The Winter Husband is a social animal who does not hibernate during the cold weather. However, he does limit his temporary habitats in these conditions. He is not adapted to the highest mountains during winter weather and waits until after the month of April before venturing to Scotland. He has his own special ways of coping with the south of England in January, when the feeble sun may take until midday to melt the surface of the ground.
His thick coat insulates him so well that he is in danger of overheating, if he is particularly energetic on his commute to work. His coat does not cover him completely. His head is exposed and in very cold weather he assumes a posture in which he angles his face away from the biting wind. Thick coats are however, not the only way to conserve heat. Gloves and scarves can also have a considerable effect in the matter.
Low temperatures are not the only challenge this creature has to face. There are also long periods of darkness when he has to fight his natural instincts and start his day before sunrise. He roams by streetlight, and like all mammals he generates his own heat internally, but in very cold circumstances you can hardly replace the heat at the rate you lose it.
The Winter Husband starts the day with a pyjama sprint on his static bike. His dressing gown flaps as he pedals along to the Today Programme. He frowns at the suggestion that it’s a “stately” ride and protests that he does cycle fast enough to get out of breath. The bike is useful for other things, too.
Breakfast has to be easily spoonable. No time for porridge if he’s getting the 07.19 to London Bridge. Porridge is too hot to gulp down in the limited time between getting out of bed and rushing out of the house at 07.15. This is a risk because the dashing time between his habitat and the station is four minutes, barring any aberrations such as pedestrian lights staying on red.

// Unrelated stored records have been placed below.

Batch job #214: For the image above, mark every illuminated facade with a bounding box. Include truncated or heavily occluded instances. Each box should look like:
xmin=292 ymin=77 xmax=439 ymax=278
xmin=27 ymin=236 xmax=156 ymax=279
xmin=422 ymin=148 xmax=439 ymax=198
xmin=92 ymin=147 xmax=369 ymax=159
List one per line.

At 7.10 he might shout a loud reminder to our teenage daughter to hurry up in the bathroom, as he hovers outside the door ready to charge in and grab his toothbrush.
Gloomy winter Sundays are for reading The Week, The New Statesman and The New European. He heaps them onto the sofa, then makes himself a coffee to sit and read them – and read them. Lengthy articles push his Pieminster Moo-and-beans lunch into the mid-afternoon. After the pie, and at least one of the journals, he tries to fit in a brisk walk or at least some leaf sweeping before it gets dark. Just as likely in bad weather is a mid-afternoon snooze among his books, followed by an exclamation about how late it is and how the walk will have to be in the dark, and why do we still keep GMT?
The wardrobe mirror in his office doubles up all those shelves of books. Some volumes have been squeezed off the shelf by incoming books and are stacked horizontally on top, so that very few are actually reachable. He’s going to sell them some day.
Sunday evening is a time to watch catch-up TV. It might be The Responder, or it might be The Green Planet. Whichever, he’ll be watching with the volume turned up and the subtitles on, and he’ll roll his eyes if anyone tries to get his attention.
I’ve run out of foibles now, and I’m a bit worried about how the Winter Husband comes across. I asked our daughter if all the quirks I’ve listed make him sound weird, and she said, “Well he is weird.”
No weirder than any other human, I suppose.